Not Insane (1972)
Review from Benway's House of Firesign
This is one of the Firesign's most disjointed albums. However, there are some excellent pieces - especially the Shakespeare parodies - throughout, which
makes it all doubly frustrating. The material that makes up this recording is much more effective when seperated and presented in the form in which it was
(apparently) originally intended. Basically, the album is made up of three components.
The first is the Shakespeare material, which is hilarious and a lot easier to follow than on "Shakespeare's Lost Comedie," the fleshed-out version of the
Shakespeare routines. It's also helped along considerably by being able to hear the interaction and reaction between the Guys and their audience.

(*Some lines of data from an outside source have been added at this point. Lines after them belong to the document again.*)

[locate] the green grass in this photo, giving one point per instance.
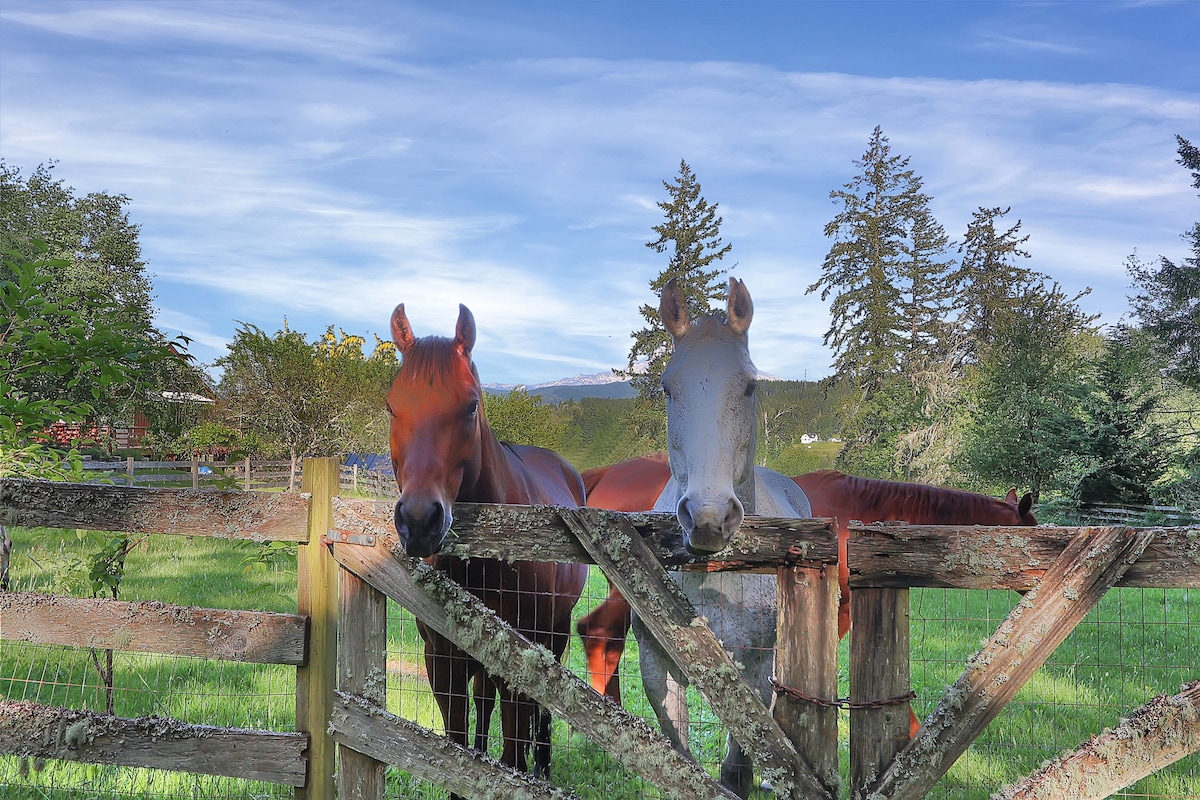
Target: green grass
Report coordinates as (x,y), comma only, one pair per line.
(1134,645)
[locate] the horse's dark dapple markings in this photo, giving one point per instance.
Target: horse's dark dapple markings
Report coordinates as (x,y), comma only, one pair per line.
(444,452)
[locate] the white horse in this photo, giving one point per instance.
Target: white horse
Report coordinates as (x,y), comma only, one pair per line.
(712,429)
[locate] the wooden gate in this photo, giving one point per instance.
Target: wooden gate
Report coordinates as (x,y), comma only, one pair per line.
(341,693)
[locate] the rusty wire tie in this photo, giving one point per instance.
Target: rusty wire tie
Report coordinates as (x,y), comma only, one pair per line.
(840,702)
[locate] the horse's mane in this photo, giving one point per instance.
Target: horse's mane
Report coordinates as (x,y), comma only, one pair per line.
(922,504)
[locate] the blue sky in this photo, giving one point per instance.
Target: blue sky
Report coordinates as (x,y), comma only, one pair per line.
(324,161)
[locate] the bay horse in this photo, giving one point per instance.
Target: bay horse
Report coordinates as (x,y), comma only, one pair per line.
(443,452)
(635,483)
(712,431)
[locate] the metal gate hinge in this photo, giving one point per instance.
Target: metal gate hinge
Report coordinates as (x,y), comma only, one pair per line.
(346,537)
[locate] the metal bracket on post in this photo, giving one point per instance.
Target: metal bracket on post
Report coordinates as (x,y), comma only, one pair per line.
(346,537)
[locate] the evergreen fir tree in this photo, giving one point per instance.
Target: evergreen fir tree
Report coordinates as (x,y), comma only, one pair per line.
(691,234)
(989,278)
(883,270)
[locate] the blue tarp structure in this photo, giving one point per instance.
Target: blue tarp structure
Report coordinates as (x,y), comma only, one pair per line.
(371,462)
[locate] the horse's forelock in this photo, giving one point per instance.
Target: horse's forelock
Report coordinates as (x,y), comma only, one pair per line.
(432,358)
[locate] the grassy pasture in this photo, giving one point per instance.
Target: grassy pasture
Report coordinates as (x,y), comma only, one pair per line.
(1137,644)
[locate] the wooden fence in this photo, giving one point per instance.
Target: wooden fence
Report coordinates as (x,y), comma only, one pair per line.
(246,474)
(340,695)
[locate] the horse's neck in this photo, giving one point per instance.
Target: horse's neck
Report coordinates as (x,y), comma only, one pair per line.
(922,504)
(777,495)
(748,493)
(499,471)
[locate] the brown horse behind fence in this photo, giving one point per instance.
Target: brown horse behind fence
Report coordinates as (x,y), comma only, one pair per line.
(634,485)
(443,452)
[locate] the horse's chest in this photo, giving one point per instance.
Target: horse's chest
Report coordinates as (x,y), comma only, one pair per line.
(739,608)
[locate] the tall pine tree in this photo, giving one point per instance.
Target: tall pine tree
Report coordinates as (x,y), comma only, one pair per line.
(885,270)
(691,233)
(989,280)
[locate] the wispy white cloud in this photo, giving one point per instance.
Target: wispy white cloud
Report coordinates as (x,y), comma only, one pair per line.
(339,168)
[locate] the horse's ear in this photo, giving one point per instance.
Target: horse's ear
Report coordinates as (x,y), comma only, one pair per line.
(673,310)
(741,307)
(401,331)
(465,334)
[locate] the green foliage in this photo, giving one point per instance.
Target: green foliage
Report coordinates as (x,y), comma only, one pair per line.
(306,400)
(108,564)
(89,263)
(988,281)
(1123,447)
(1026,415)
(691,233)
(60,359)
(213,438)
(599,431)
(883,270)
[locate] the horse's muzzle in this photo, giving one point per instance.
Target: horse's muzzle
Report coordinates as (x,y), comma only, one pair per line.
(423,525)
(708,524)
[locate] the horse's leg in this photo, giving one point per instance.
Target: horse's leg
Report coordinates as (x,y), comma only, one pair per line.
(485,704)
(604,630)
(541,745)
(666,689)
(449,677)
(517,714)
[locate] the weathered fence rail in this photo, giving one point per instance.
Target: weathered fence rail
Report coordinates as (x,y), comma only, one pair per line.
(349,555)
(31,729)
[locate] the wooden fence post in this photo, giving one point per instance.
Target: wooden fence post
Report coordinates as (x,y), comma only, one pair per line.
(317,600)
(879,671)
(361,671)
(807,660)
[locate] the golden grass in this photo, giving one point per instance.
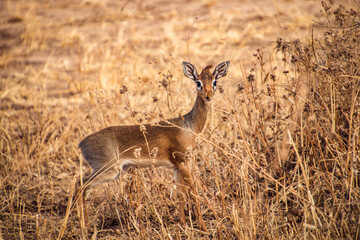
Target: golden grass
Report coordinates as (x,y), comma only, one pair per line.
(279,158)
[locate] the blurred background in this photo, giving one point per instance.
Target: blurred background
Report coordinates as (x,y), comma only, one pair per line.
(279,155)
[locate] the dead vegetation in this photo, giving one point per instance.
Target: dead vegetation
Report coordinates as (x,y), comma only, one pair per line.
(280,155)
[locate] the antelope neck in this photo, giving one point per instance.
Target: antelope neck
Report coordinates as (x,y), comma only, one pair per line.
(196,118)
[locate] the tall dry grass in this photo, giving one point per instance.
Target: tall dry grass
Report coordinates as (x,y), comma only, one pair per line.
(279,158)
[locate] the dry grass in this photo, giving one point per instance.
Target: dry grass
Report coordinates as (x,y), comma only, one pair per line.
(280,155)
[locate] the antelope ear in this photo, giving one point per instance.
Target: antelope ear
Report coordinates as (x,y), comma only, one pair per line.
(221,70)
(190,71)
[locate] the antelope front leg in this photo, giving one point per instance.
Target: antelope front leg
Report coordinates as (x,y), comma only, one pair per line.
(183,177)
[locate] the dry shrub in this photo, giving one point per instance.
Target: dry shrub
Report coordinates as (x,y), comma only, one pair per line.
(279,158)
(327,140)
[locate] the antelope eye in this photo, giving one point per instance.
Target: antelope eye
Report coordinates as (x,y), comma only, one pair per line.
(214,85)
(198,85)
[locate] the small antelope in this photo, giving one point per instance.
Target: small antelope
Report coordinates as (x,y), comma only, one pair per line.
(113,147)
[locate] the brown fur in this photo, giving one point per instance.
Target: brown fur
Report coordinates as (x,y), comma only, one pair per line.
(111,146)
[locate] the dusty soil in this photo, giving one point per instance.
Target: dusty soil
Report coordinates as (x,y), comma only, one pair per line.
(62,66)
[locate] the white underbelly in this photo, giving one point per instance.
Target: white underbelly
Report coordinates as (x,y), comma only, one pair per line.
(125,164)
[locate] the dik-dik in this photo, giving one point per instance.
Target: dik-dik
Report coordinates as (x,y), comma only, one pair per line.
(111,150)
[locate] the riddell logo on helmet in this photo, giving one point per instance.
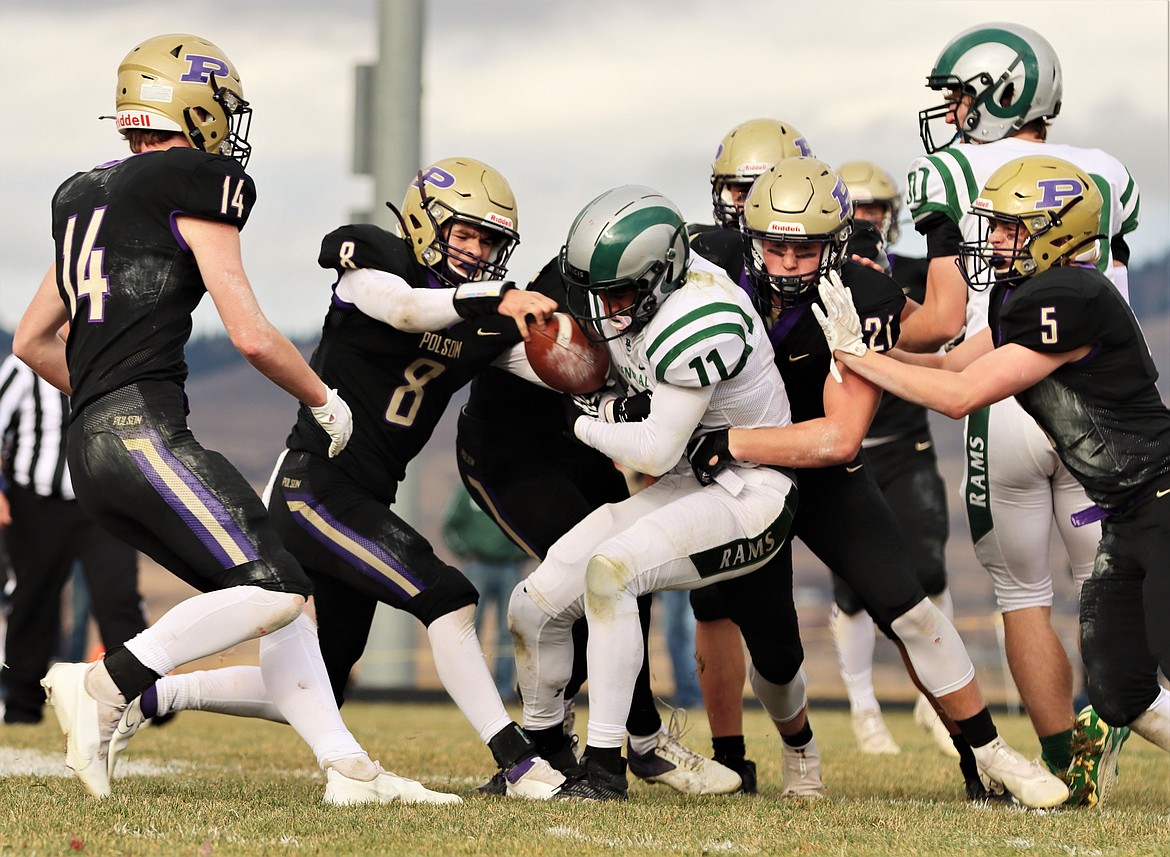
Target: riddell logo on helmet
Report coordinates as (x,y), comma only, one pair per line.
(133,121)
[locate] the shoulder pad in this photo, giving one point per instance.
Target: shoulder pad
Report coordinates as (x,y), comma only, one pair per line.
(702,342)
(364,246)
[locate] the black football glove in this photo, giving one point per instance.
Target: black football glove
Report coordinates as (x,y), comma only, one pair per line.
(627,409)
(580,405)
(709,456)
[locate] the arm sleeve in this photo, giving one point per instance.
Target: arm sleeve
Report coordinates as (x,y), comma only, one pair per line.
(390,299)
(658,443)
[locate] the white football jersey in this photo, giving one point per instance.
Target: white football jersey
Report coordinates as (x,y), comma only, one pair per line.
(707,333)
(950,179)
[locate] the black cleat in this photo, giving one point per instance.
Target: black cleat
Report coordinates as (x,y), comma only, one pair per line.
(592,782)
(747,770)
(496,786)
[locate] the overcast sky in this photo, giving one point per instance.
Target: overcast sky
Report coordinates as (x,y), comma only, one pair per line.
(566,98)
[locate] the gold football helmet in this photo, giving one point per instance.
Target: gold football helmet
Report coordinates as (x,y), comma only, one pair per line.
(459,190)
(1055,208)
(797,200)
(184,83)
(747,151)
(869,184)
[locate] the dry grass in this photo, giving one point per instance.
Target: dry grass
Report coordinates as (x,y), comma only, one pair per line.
(208,784)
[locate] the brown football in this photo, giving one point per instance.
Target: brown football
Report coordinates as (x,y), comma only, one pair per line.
(564,358)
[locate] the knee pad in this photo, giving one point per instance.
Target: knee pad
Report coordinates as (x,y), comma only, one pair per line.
(934,648)
(606,589)
(782,701)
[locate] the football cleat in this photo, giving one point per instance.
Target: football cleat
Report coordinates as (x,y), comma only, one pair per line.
(88,725)
(675,765)
(593,782)
(802,770)
(342,790)
(873,736)
(1030,782)
(747,770)
(1094,767)
(532,779)
(129,725)
(926,717)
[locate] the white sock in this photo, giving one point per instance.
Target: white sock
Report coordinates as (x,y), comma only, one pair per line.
(210,623)
(1154,722)
(614,659)
(544,662)
(641,745)
(854,638)
(231,690)
(296,681)
(463,671)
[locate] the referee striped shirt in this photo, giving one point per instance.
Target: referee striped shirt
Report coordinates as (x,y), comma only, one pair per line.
(34,419)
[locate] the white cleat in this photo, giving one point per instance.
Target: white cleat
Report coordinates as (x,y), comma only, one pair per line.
(534,780)
(675,765)
(873,736)
(385,788)
(802,772)
(88,725)
(1030,782)
(926,717)
(129,725)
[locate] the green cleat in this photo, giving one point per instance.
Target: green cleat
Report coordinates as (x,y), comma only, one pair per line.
(1094,767)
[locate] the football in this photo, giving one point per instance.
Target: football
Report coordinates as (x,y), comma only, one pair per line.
(564,358)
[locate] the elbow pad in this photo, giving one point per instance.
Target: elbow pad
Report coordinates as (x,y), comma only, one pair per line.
(477,299)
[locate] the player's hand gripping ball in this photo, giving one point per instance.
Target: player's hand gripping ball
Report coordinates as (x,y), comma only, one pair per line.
(564,357)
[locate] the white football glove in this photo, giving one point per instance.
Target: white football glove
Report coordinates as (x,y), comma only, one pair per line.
(839,320)
(336,418)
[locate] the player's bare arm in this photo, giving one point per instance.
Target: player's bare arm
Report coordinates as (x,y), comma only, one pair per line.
(36,341)
(942,315)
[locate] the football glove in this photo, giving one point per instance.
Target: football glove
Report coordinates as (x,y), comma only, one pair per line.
(476,299)
(708,456)
(839,320)
(627,409)
(336,418)
(580,405)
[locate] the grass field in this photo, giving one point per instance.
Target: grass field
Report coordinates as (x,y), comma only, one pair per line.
(207,784)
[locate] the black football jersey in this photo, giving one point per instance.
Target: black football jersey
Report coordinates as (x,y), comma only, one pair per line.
(126,275)
(1103,412)
(802,352)
(897,417)
(398,384)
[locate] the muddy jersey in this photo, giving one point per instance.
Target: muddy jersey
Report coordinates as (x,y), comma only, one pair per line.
(125,273)
(1102,413)
(397,383)
(802,352)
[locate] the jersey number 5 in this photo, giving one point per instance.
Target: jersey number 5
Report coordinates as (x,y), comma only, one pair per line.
(88,279)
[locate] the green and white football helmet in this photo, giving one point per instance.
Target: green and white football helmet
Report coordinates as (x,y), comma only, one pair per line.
(625,253)
(1010,72)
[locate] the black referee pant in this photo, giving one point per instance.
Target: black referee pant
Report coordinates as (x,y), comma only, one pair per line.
(46,536)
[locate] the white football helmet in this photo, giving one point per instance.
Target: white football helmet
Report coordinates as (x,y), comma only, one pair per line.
(631,238)
(1010,72)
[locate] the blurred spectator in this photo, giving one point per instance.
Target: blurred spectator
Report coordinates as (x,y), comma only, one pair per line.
(46,532)
(494,566)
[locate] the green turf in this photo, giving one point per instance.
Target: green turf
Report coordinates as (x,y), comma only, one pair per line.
(208,784)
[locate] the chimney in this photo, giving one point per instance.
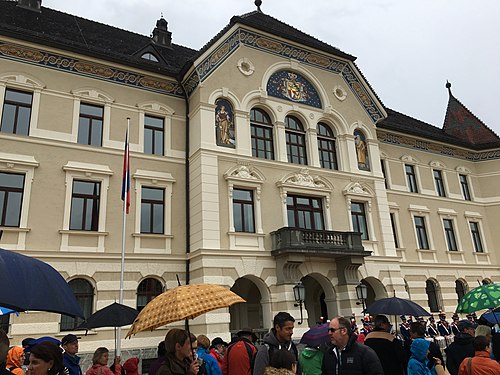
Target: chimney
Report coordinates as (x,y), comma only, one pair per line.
(161,35)
(34,5)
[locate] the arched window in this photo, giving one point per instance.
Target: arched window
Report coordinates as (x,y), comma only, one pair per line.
(361,150)
(326,147)
(84,293)
(431,288)
(147,290)
(295,141)
(261,130)
(149,56)
(460,288)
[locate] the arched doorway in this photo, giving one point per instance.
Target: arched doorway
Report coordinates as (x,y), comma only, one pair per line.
(254,312)
(320,299)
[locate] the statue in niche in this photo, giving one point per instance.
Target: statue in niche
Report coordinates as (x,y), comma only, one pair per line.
(224,125)
(361,150)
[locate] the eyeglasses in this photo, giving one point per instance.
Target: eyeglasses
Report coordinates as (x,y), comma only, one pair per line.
(333,330)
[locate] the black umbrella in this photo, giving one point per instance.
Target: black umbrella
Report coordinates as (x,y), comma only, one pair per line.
(30,284)
(114,315)
(396,306)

The second part is the National Surrealist Convention and "Young Guy, Motor Detective." Both of these are performed (mostly) live and featured in the
"Martian Space Party" film. The Convention is extended in the film, which, again, helps it impact. "Young Guy" is actually in a longer form than in the film,
but is not one of their stronger pieces (it's a somewhat confused take-off on Japanese action films which was a smaller section of a once-proposed album
"theme").
The third portion is random, studio-recorded & live commercial parodies, which are funny but almost second-nature to the Guys. The "theme" of the album
was rejected at the eleventh hour, so what remains is a extremely confusing premise involving radio prison and an all-seeing robot named "Walter." So,
what we have here are truncated portions of several different pieces, none of which totally satisfy as none of them are complete, immersed in a muddle of
half-baked linking concepts and strange audio effects. Any one of the album's components could have been extended to make a strong record, but it seems
as if the Group was experiencing too much professional turmoil to see any of it through.
This record caused the group to take a break, pursue solo projects, and rest up for their "comeback." It stands as the final moment of the first phase (some
say "Golden Years") of the Firesign Theatre. They would produce good-to-excellent material after it, but no subsequent work reflects the out-and-out
surrealism of their first four studio albums. They would have involved, cross-referencing linking material on other albums, but it would be more grounded in
reality from now on (i. e., narrarators & TV crews as opposed to stream-of-consciousness whimsy).